Wallace has written music in every genre with performances throughout the world, including a trilogy for percussion soloist Evelyn Glennie, featuring Indonesian gongs and a toy piano. His Book of Five for the British amplified ensemble Icebreaker and the American Composers Orchestra, was performed in Vienna, the United Kingdom and Germany. Wallace's works include the ballet Peter Pan and film scores for documentary and feature films. Skvera for Electric Guitar and Orchestra was composed for "Guitar God" Marc Ribot and inspired by a trip to the Ukrainian shtetl his grandparents fled before the Russian Revolution.

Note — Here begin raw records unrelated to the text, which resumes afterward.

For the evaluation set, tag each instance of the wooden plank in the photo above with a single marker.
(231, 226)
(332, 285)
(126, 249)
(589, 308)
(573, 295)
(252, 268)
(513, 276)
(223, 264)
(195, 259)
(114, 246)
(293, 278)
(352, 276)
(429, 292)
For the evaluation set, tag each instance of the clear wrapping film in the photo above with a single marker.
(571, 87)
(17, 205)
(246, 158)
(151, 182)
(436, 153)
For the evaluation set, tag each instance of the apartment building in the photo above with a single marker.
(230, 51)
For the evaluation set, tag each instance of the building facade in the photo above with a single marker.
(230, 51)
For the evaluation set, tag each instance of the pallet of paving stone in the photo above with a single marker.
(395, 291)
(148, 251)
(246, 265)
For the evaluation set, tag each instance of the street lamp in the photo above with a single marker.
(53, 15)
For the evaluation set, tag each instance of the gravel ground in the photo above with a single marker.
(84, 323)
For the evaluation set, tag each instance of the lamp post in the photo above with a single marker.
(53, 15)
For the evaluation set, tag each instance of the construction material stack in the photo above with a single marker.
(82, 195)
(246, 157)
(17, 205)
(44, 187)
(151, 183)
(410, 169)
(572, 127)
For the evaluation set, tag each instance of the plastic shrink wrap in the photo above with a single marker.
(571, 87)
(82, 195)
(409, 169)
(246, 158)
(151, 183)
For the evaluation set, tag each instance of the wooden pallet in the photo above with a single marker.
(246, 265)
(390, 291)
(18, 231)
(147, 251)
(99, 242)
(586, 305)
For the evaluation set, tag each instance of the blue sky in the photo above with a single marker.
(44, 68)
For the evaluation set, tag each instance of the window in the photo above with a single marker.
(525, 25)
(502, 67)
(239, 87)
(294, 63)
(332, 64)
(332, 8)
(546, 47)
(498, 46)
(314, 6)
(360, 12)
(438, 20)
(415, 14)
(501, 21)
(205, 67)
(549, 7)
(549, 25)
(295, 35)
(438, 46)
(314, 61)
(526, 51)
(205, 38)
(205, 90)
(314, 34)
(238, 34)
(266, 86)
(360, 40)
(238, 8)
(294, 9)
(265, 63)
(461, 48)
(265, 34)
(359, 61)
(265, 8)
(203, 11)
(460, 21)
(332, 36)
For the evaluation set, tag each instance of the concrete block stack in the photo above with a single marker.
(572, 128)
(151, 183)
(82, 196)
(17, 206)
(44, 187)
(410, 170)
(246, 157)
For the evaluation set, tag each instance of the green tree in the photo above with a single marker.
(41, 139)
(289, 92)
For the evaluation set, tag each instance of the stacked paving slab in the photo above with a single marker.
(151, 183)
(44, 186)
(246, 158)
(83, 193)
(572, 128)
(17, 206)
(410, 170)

A 2006 Guggenheim Fellow, Wallace has also received awards and commissions from the National Endowment for the Arts, New York Foundation for the Arts, Opera America, Meet the Composer, Mary Flagler Carey Trust. He was Music Alive Composer-in-Residence at the National Symphony, a fellow of the inaugural Institute for the Arts and Civic Dialogue at Harvard in 1998, and artist-in-residence at Princeton University at Toni Morrison's Princeton Atelier. His residencies at the MacDowell Colony and Yaddo, where he first met Amy Tan, were indispensable in the creation of The Bonesetter's Daughter opera.
Stage Director Chen Shi-Zheng, who was born and raised in China during the Cultural Revolution, studied traditional Chinese opera at Hunan Art School. He is now based in New York and works internationally as a stage and film director. In 1999, his landmark nineteen-hour production of the traditional Chinese opera The Peony Pavilion was hailed as one of the most important theatrical events of the twentieth century. The work had its Western premiere as the centerpiece of the Lincoln Center Festival. His recent "circus opera" Monkey: Journey to the West, an adaptation of a 16th century Chinese novel, was performed at the Manchester Festival, the Théâtre du Châtelet in Paris, the Spoleto Festival USA and Covent Garden.
Chen recently directed The Coronation of Poppea for the English National Opera as part of a complete Monteverdi cycle. Other Western operatic credits include Così fan tutte for the Aix-en-Provence Festival and Théâtre des Champs Elysées, and Dido and Aeneas for the Handel & Hadyn Society and the Spoleto Festival USA. Chen made his directorial debut in 1996 with The Bacchae for the China National Beijing Opera Company.
His first feature film Dark Matter won the Sundance Film Festival's Alfred P. Sloan Prize and was released in cinemas across the U.S. in Spring 2008.